La filóloga Helena Cortés Gabaudan informa que en esa época había un teólogo de
apellido Bahrdt, de quien Goethe se había burlado repetidamente y que había
sugerido que los futuros clérigos debían recibir la instrucción de los
comediantes.
Cuando Wagner
dice que un actor puede aleccionar a un predicador se limita a citar uno de los
principios de la retórica humanista, la persuasio,
necesaria a todo discurso para convencer. Pero lo que Bahrdt pretende es más
complejo: que el predicador convenza a su auditorio de un modo tan profundo
como el actor persuade a su público de que el personaje es real. Lo fascinante es que no se trata de sustituir a la “realidad
real” por una “realidad ficticia”, sino de una sobreimpresión (en el sentido cinematográfico: una imagen
superpuesta a otra): el público cree en la realidad de la escena al mismo
tiempo que está consciente de que aquello que ve es a un actor representando
(el misterio radica en esa graduación entre certeza de la representación y
creencia en lo representado). La ficción no sustituye a la realidad: se
sobreimpone a ella.
El mero hecho
de la sobreimpresión afecta de maneras concéntricas a la realidad real: primero
la relativiza; luego la critica, y finalmente, en una instancia ideal, la
corrige.

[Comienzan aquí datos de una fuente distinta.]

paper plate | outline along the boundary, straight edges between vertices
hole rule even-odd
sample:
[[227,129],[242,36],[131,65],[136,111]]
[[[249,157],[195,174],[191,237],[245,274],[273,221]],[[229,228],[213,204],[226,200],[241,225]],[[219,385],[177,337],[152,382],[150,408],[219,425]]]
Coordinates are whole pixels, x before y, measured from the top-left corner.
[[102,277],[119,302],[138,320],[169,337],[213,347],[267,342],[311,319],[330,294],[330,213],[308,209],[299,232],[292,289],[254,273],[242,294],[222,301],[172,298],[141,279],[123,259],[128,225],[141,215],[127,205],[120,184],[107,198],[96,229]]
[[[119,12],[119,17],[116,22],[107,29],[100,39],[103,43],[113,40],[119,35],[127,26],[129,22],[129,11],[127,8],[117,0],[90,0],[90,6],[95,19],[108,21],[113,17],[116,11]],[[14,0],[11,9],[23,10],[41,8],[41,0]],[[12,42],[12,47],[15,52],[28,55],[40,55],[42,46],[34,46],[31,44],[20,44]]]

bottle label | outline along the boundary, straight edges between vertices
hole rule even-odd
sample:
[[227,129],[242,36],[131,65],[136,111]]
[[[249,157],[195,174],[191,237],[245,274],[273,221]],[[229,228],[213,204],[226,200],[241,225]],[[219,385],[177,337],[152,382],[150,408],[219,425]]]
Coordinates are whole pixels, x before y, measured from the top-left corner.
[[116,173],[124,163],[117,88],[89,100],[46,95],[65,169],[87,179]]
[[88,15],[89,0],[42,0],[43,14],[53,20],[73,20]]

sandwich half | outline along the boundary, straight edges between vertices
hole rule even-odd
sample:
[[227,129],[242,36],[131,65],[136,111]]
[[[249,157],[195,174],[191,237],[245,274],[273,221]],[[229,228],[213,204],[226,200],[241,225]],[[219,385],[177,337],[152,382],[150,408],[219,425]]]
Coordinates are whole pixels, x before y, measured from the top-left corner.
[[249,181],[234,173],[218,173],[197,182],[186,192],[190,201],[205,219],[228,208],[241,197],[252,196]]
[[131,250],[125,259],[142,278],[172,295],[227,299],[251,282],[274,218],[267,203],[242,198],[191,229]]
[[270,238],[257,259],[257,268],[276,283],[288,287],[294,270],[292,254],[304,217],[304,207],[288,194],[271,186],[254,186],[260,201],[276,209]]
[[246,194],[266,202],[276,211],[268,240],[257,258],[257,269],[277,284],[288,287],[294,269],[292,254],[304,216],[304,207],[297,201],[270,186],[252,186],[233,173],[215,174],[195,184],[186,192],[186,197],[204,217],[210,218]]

Es como la metáfora del cine, una emisión de luz cargada de imágenes
que se proyectan en una pantalla; en este caso, la tarea del actor es la de
convertir al mundo en una pantalla en la que va a sobreimponerse un signo. O
bien, develar que el mundo es ya en sí signo, apariencia, ficción, discurso.
Esta es la fundamental característica metafísica de la actuación (y acaso
debería decirse, más que “característica”, el núcleo, la esencia misma del
oficio del actor).
El actor y las
historias
Los argumentos de la inmensa mayoría de películas y series
televisivas podrían leerse en unos cuantos minutos y ahorrarse así horas y en
suma días, si no fuera por el elemento que es la verdadera esencia de películas
y series: la actuación. Más allá de los argumentos, mensajes, moralejas o “ideas”,
esta interminable avalancha narrativa se sostiene en el trabajo de los actores.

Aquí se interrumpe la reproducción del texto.